Think high rises and you might envision the skyscrapers that so dramatically shape the skyline of world cities such as London, New York, Chicago and Hong Kong. Perhaps you are drawn to the almost other-worldly sight of Dubai's desert city in the sky or Tokyo's endless skyline.
You're probably less likely to be considering the multi-storey flats that became a feature of urban post-war Britain. Though generally unloved and occasionally very ugly, this was a type accommodation that was sorely needed at the time – many houses had been destroyed in the bombing of the Second World War, while much of what did survive was slum housing and not fit for purpose.
Many of the original blocks erected in the 1950s and 60s have now been demolished, but those that survived are undergoing a bit of a renaissance, while planners are encouraging developers to look upwards as a way of solving the UK's latest housing crisis.
Castles in the air
In London alone, a recent survey by the New London Architecture think-tank revealed that of 26 tall buildings completed in the capital last year, 24 were residential.
Across the UK, there are around 500 tall buildings under construction, with more than 85 percent of those planned in London and the rest in larger cities such as Manchester, Liverpool and Birmingham.
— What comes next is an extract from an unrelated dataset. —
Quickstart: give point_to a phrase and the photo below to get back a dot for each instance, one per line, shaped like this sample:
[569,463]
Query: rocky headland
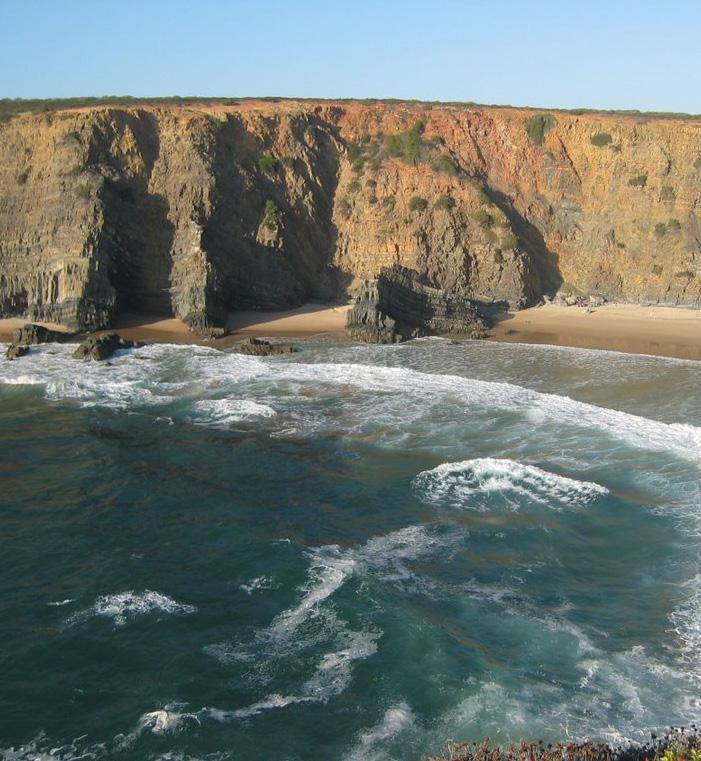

Two-thirds of those buildings are earmarked for residential use, cementing still further the idea that high-rise living is most definitely back on the agenda.
While much of London's high-rise apartments are, for example, in the luxury end of the market, the fact that authorities such as Tower Hamlets are looking at multi-storey buildings for social housing and affordable homes suggests there will be wider benefits to this phenomenon.
Certainly high-rise living is a way of life for millions around the globe, where pressure on –space – for example, in New York or Hong Kong – means looking up is the ideal solution.
A life in the clouds
So what could the UK's new high-rise dwellers learn to love about a life in the clouds?
A recent discussion on the Guardian's pages invited readers around the world to share their experiences, with one Londoner memorably commenting "it was like being in an island in the sky". And generally those who contributed to that discussion spoke in positive terms of their life far above the teeming traffic below, with light, spaciousness, cleaner air and great views among the many upsides.
The downsides, of course, are well-documented. A feeling of isolation, a reliance on technology (lifts etc) and even the increased wind the higher up you live are among the negative factors of high-rise living. And the biggest downside for many is the lack of outside space or at least only a limited outdoor space, such as a balcony.
Sociologists have spent decades analysing whether high-rise living without a garden or a specific play area harmed generations of small children. The phenomenon even gave rise to a popular Scottish song, penned in homage to the Glasgow children who left inner-city tenements for multi-storey flats on the outskirts of the city and found their new homes too high up for their mums to throw them down their playtime sandwich.
Whether these modern villages in the sky can address the thorny issue of a lack of outdoor space to relax in is one for the architects.
Moving up, moving in
What is in no doubt is that building up the way can provide a lot more accommodation in a limited space. And as demand continues to outstrip supply in the UK's housing market, it's clear many of us will be moving up if we want to move on.